The second story is also told in paint and involves the Canadian flag tanker Algoberta. In December 2022 Algoma Tankers announced the purchase of three tankers that were operating in Europe. Two  sisters the Chantaco and Chiberta were built in 2007 in Tuzla, Turkey by RMK Marine. Chantaco arrived in Halifax soon after and was renamed Algotitan and in March of 2023 the Chiberta arrived in Canada, sailing directly to Sarnia, ON where it was renamed Algoberta, its new name, playing off the name of the province of Alberta with the ship's former name. (It was registered in Halifax as of April 5, 2023).

No paint was apparently saved in the renaming process as the new name was freshly inscribed above the original, as I noted this morning. The old name was painted over with one thin coat of black.

The raised letters of the former name are welded to the hull and will take some effort to remove. Also with this ship, it will someday be repainted in the owner's very deep blue hull colour, but that is a drydock job. The current black paint is in very good shape, so there is likely no rush.

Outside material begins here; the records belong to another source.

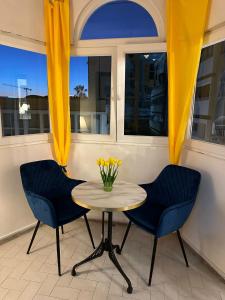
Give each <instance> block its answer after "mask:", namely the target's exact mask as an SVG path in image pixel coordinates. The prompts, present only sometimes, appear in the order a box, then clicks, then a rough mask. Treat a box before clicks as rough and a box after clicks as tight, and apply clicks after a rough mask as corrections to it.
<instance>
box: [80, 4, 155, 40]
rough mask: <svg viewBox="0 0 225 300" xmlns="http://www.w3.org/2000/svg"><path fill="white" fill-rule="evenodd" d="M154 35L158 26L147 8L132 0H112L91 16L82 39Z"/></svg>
mask: <svg viewBox="0 0 225 300" xmlns="http://www.w3.org/2000/svg"><path fill="white" fill-rule="evenodd" d="M154 36H158V32H157V28H156V25H155V22H154V20H153V18H152V17H151V15H150V14H149V13H148V12H147V10H146V9H144V8H143V7H142V6H140V5H138V4H137V3H134V2H132V1H112V2H109V3H107V4H104V5H102V6H101V7H99V8H98V9H97V10H96V11H95V12H94V13H93V14H92V15H91V16H90V17H89V19H88V20H87V22H86V24H85V26H84V28H83V31H82V34H81V40H90V39H112V38H137V37H154Z"/></svg>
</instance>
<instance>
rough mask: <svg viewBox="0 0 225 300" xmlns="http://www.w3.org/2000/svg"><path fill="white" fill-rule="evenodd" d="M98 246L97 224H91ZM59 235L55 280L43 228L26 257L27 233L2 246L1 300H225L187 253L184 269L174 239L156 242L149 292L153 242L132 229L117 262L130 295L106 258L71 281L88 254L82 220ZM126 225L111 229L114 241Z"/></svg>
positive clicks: (47, 240) (97, 231)
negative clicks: (81, 260)
mask: <svg viewBox="0 0 225 300" xmlns="http://www.w3.org/2000/svg"><path fill="white" fill-rule="evenodd" d="M90 224H91V228H92V231H93V234H94V238H95V242H96V244H97V243H98V242H99V239H100V231H101V229H100V228H101V224H100V223H98V222H94V221H93V222H90ZM64 230H65V234H64V235H63V236H62V235H61V253H62V267H63V272H64V274H63V276H61V277H58V276H57V266H56V253H55V232H54V230H52V229H51V228H49V227H47V226H42V227H41V228H40V230H39V232H38V234H37V237H36V240H35V242H34V246H33V249H32V252H31V254H30V255H26V254H25V253H26V249H27V246H28V242H29V240H30V238H31V232H28V233H25V234H23V235H21V236H19V237H17V238H15V239H13V240H11V241H9V242H7V243H4V244H2V245H1V246H0V299H24V300H29V299H35V300H54V299H79V300H89V299H92V300H104V299H107V300H122V299H124V300H126V299H134V300H135V299H137V300H191V299H192V300H195V299H199V300H203V299H204V300H206V299H207V300H219V299H220V300H224V299H225V284H224V281H223V280H222V279H221V278H220V277H219V276H218V275H217V274H216V273H214V272H213V271H212V270H211V269H209V268H208V266H207V265H206V264H205V263H204V262H203V261H202V260H201V259H200V258H199V257H198V256H197V255H195V254H194V253H193V252H192V251H191V250H190V249H189V248H187V247H186V248H187V254H188V258H189V263H190V265H191V266H190V268H186V267H185V264H184V261H183V257H182V254H181V250H180V248H179V244H178V241H177V239H176V236H175V235H170V236H168V237H166V238H163V239H160V241H159V244H158V253H157V257H156V265H155V271H154V277H153V283H152V287H148V286H147V285H146V282H147V279H148V275H149V266H150V257H151V248H152V237H151V236H150V235H148V234H146V233H145V232H143V231H141V230H140V229H138V228H136V227H135V226H133V227H132V229H131V232H130V234H129V237H128V240H127V243H126V244H125V248H124V251H123V254H122V255H121V256H119V261H120V262H121V264H122V265H123V267H124V269H125V270H126V272H127V274H128V275H129V277H130V279H131V281H132V284H133V287H134V292H133V294H132V295H129V294H127V292H126V284H125V283H124V281H123V280H122V277H121V276H120V274H119V273H118V271H117V270H116V269H115V268H114V267H113V266H112V264H111V262H110V261H109V259H108V257H107V255H106V254H104V256H103V257H101V258H100V259H97V260H95V261H94V262H93V263H88V264H86V265H85V266H84V267H81V268H80V269H79V275H78V276H76V277H72V276H71V274H70V272H71V267H72V265H73V264H74V263H76V262H78V261H80V260H81V259H82V258H84V257H86V256H87V255H88V254H89V253H90V252H91V251H92V248H91V243H90V240H89V237H88V234H87V231H86V227H85V224H84V222H83V220H79V221H76V222H73V223H71V224H68V225H66V226H65V227H64ZM124 230H125V226H124V225H118V224H116V226H114V227H113V238H114V241H116V242H119V243H120V242H121V239H122V236H123V233H124Z"/></svg>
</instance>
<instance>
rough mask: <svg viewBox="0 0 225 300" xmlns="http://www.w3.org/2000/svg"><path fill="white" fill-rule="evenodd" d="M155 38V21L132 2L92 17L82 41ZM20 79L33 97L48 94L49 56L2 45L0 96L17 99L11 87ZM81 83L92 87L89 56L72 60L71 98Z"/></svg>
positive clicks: (71, 63)
mask: <svg viewBox="0 0 225 300" xmlns="http://www.w3.org/2000/svg"><path fill="white" fill-rule="evenodd" d="M155 35H157V30H156V27H155V24H154V21H153V20H152V18H151V16H150V15H149V14H148V12H147V11H146V10H145V9H143V8H142V7H140V6H139V5H137V4H135V3H134V2H131V1H112V2H110V3H108V4H105V5H103V6H101V7H100V8H99V9H97V10H96V11H95V12H94V13H93V14H92V15H91V16H90V18H89V19H88V21H87V23H86V25H85V28H84V30H83V34H82V39H87V38H106V37H108V38H110V37H111V38H113V37H127V36H130V37H134V36H136V37H138V36H142V37H144V36H155ZM18 79H24V80H26V82H27V87H28V88H31V89H32V91H31V92H30V94H35V95H47V73H46V57H45V55H43V54H38V53H34V52H30V51H25V50H20V49H16V48H12V47H7V46H3V45H0V96H9V97H17V96H18V89H17V87H12V86H7V84H8V85H15V86H17V83H18ZM78 84H81V85H84V86H85V88H88V65H87V57H76V58H75V57H72V58H71V67H70V94H71V95H73V94H74V87H75V86H76V85H78ZM21 91H22V92H23V95H24V94H25V92H24V91H23V90H22V89H21Z"/></svg>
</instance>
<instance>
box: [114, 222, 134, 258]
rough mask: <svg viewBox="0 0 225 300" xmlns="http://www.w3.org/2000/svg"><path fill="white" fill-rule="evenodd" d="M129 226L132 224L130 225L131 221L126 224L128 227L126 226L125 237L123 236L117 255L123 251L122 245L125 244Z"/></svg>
mask: <svg viewBox="0 0 225 300" xmlns="http://www.w3.org/2000/svg"><path fill="white" fill-rule="evenodd" d="M131 224H132V223H131V221H130V222H129V223H128V225H127V229H126V232H125V235H124V237H123V241H122V244H121V246H120V249H119V250H117V253H119V254H121V252H122V250H123V246H124V244H125V242H126V239H127V236H128V233H129V231H130V227H131Z"/></svg>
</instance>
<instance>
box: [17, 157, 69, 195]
mask: <svg viewBox="0 0 225 300" xmlns="http://www.w3.org/2000/svg"><path fill="white" fill-rule="evenodd" d="M20 174H21V179H22V184H23V188H24V190H25V192H26V191H30V192H33V193H35V194H38V195H41V196H43V197H46V198H48V199H50V200H51V199H54V198H55V197H60V196H62V195H65V190H66V183H67V177H66V175H65V174H64V173H63V171H62V170H61V167H60V166H59V165H58V164H57V163H56V162H55V161H54V160H40V161H35V162H30V163H26V164H23V165H21V167H20Z"/></svg>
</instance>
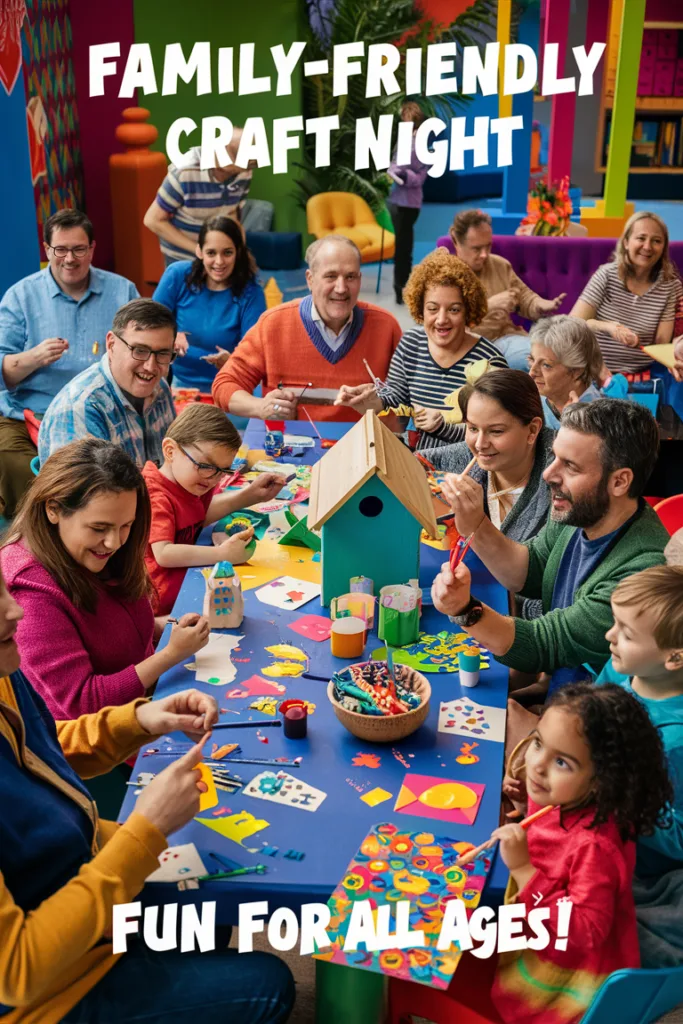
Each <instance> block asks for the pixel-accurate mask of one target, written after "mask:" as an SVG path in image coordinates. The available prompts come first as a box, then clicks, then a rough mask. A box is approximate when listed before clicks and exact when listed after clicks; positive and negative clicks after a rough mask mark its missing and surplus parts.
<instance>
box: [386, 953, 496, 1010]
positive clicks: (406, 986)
mask: <svg viewBox="0 0 683 1024" xmlns="http://www.w3.org/2000/svg"><path fill="white" fill-rule="evenodd" d="M496 963H497V957H496V956H493V957H492V958H490V959H483V961H482V959H477V957H476V956H472V955H471V954H470V953H464V954H463V957H462V959H461V962H460V964H459V965H458V969H457V971H456V973H455V975H454V978H453V981H452V982H451V985H450V987H449V988H447V989H445V991H443V990H441V989H437V988H428V987H427V985H419V984H417V983H416V982H413V981H399V980H398V979H397V978H390V979H389V1006H388V1012H387V1018H386V1022H387V1024H413V1017H423V1018H425V1019H426V1020H428V1021H434V1024H455V1022H457V1024H500V1020H501V1018H500V1017H499V1016H498V1013H497V1011H496V1009H495V1007H494V1005H493V1004H492V1001H490V987H492V983H493V980H494V972H495V969H496Z"/></svg>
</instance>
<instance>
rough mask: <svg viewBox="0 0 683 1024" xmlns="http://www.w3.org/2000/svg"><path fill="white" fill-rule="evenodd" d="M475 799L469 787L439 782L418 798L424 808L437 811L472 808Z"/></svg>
mask: <svg viewBox="0 0 683 1024" xmlns="http://www.w3.org/2000/svg"><path fill="white" fill-rule="evenodd" d="M403 788H405V786H403ZM477 799H478V798H477V795H476V793H474V791H473V790H470V787H469V785H462V784H461V783H460V782H439V783H438V784H437V785H432V786H431V787H430V788H429V790H425V792H424V793H421V794H420V796H419V797H418V800H419V801H420V803H421V804H424V805H425V807H433V808H434V809H435V810H439V811H450V810H453V809H454V808H458V809H459V810H460V809H466V808H468V807H474V805H475V804H476V802H477ZM397 809H398V808H397V807H396V810H397Z"/></svg>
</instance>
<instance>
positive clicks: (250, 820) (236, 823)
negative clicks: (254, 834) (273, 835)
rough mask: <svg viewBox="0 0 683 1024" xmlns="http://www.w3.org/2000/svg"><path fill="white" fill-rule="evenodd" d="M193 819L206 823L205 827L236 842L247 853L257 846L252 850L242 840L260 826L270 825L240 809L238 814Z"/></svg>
mask: <svg viewBox="0 0 683 1024" xmlns="http://www.w3.org/2000/svg"><path fill="white" fill-rule="evenodd" d="M195 820H196V821H199V823H200V824H201V825H206V826H207V828H212V829H213V830H214V831H217V833H218V834H219V835H220V836H224V837H225V839H230V840H232V842H233V843H238V844H239V845H240V846H242V847H244V849H245V850H248V851H249V853H256V852H257V848H254V849H253V850H252V849H251V848H250V847H246V846H245V845H244V840H246V839H249V837H250V836H253V835H254V833H257V831H260V830H261V829H262V828H268V827H269V825H270V822H269V821H265V820H264V819H259V818H255V817H254V815H253V814H250V813H249V811H240V813H239V814H230V815H229V817H220V818H195Z"/></svg>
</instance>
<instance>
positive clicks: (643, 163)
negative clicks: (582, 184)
mask: <svg viewBox="0 0 683 1024" xmlns="http://www.w3.org/2000/svg"><path fill="white" fill-rule="evenodd" d="M617 51H618V33H617V27H616V26H610V37H609V39H608V44H607V59H606V66H605V74H604V76H603V84H602V95H601V100H600V117H599V121H598V132H597V137H596V147H595V170H596V171H597V172H598V173H600V174H604V173H605V172H606V154H607V146H608V132H609V123H610V118H611V111H612V106H613V97H614V84H615V80H616V54H617ZM668 91H670V92H671V93H672V94H671V95H664V94H657V95H654V94H651V95H650V94H648V93H649V92H651V93H655V92H657V93H664V92H668ZM638 92H639V94H638V96H637V98H636V118H635V124H634V141H633V147H632V151H631V161H632V163H631V165H630V167H629V174H667V175H683V95H675V94H673V93H675V92H683V20H681V22H646V23H645V25H644V33H643V48H642V56H641V66H640V77H639V83H638ZM676 187H678V186H676Z"/></svg>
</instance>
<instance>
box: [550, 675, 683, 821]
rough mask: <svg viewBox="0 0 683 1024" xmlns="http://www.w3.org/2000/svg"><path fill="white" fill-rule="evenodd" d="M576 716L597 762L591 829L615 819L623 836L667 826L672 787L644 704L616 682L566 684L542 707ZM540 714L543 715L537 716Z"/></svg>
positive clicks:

The Algoberta, 11,799 gt, 18,734 dwt arrived in Halifax October 22 from Imperial Oil's refinery in Nanticoke, ON. Once it had off loaded at Imperial Oil it moved to Pier 9C where it will remain awaiting orders due to the strike of St.Lawrence Seaway workers. The ship cannot return to the Great Lakes until the strike is settled, but it may be dispatched elsewhere for cargo if supplies of gasoline or other fuels begin to run low.

The third ship that Algoma acquired is the Birgit Knutsen and it remained under Maltese registry, but came to Canada in August. As of September 1 it began operating under a coasting license between Sarnia, Nanticoke and Montreal, Sorel and eastern Canada ports.  As of October 19 the ship has been idled in Sarnia. Its coasting license lapses on October 31. I am assuming that Algoma's intention was to operate it again internationally before bringing it under Canadian flag, perhaps next year. However with the Seaway strike there may have to be a change in plans.